The obligations of the Company under this Section 6.07 to compensate
and indemnify the Trustee and to pay or reimburse the Trustee for expenses,
disbursements and advances shall constitute additional indebtedness hereunder
and shall survive the satisfaction and discharge of this Indenture. Such
additional indebtedness shall be secured by a lien prior to that of the
Securities upon all property and funds held or collected by the Trustee as such,
except funds held in trust for the benefit of the Holders of particular
Securities.
When the Trustee incurs expenses or renders services in connection
with an Event of Default specified in Section 5.01(e) or (f), the expenses and
the compensation for the services are intended to constitute expenses of
administration under any bankruptcy law.
Section 6.08 Right to Rely on Officers' Certificate.
Subject to the requirements of the Trust Indenture Act, whenever in
the administration of the trusts of this Indenture the Trustee shall deem it
necessary or desirable that a matter be proved or established prior to taking or
suffering or omitting any action to be taken hereunder, such matter (unless
other evidence in respect thereof be herein specifically prescribed) may, in the
absence of actual knowledge to the contrary, willful misconduct or bad faith on
the
56
part of the Trustee, be deemed to be conclusively proved and established by an
Officers' Certificate delivered to the Trustee, and such certificate, in the
absence of actual knowledge to the contrary, willful misconduct or bad faith on
the part of the Trustee, shall be full warrant to the Trustee for any action
taken, suffered or omitted by it under the provisions of this Indenture upon the
faith thereof.
Section 6.09 Eligibility.
The Trustee for each series of Securities hereunder shall at all times
be a Person organized and doing business under the laws of the United States of
America or of any State or the District of Columbia, having a combined capital
and surplus of at least $50,000,000, and eligible under the provisions of the
Trust Indenture Act. If such Person publishes reports of condition at least
annually, pursuant to law or to the requirements of the aforesaid supervising or
examining authority, then for the purposes of this Section, the combined capital
and surplus of such Person at any time shall be deemed to be its combined
capital and surplus as set forth in its most recent report of condition so
published. In case at any time the Trustee shall cease to be eligible in
accordance with the provisions of this Section, the Trustee shall resign
immediately in the manner and with the effect specified in this Article.
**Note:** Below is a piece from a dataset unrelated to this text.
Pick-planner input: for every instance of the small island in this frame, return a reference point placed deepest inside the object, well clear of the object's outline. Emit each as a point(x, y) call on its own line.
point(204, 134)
Section 6.10 Resignation and Removal; Appointment of Successor.
(a) Any resignation or removal of the Trustee with respect to any
series and any appointment of a successor Trustee with respect to such series
pursuant to any of the provisions of this Section 6.10 shall become effective
upon acceptance of appointment by the successor Trustee as provided in Section
6.11.
(b) The Trustee may resign at any time with respect to one or more or
all series of Securities by giving 60 days written notice of resignation to the
Company. Upon receiving such notice of resignation, the Company shall promptly
appoint a successor Trustee with respect to the applicable series by written
instrument in duplicate, executed by authority of the Board of Directors, one
copy of which instrument shall be delivered to the resigning Trustee and one
copy to the successor Trustee. If no successor Trustee shall have been so
appointed with respect to any series and have accepted appointment within 30
days after the mailing of such notice of resignation, the resigning Trustee may,
at the expense of the Company, petition any court of competent jurisdiction for
the appointment of a successor Trustee, or any Holder who has been a bona fide
Holder of a Security of the applicable series for at least six months may, at
the expense of the Company, subject to the requirements of the Trust Indenture
Act, on behalf of itself and all others similarly situated, petition any such
court for the appointment of a successor Trustee. Such court may thereupon,
after such notice, if any, as it may deem proper and prescribe, appoint a
successor Trustee.
(c) The Holders of a majority in aggregate principal amount of the
Outstanding Securities of any series may at any time remove the Trustee with
respect to Securities of such series and appoint a successor Trustee with
respect to the Securities of such series by delivering to the Trustee so
removed, to the successor Trustee so appointed and to the Company the evidence
provided for in Section 1.04 of the action in that regard taken by the Holders.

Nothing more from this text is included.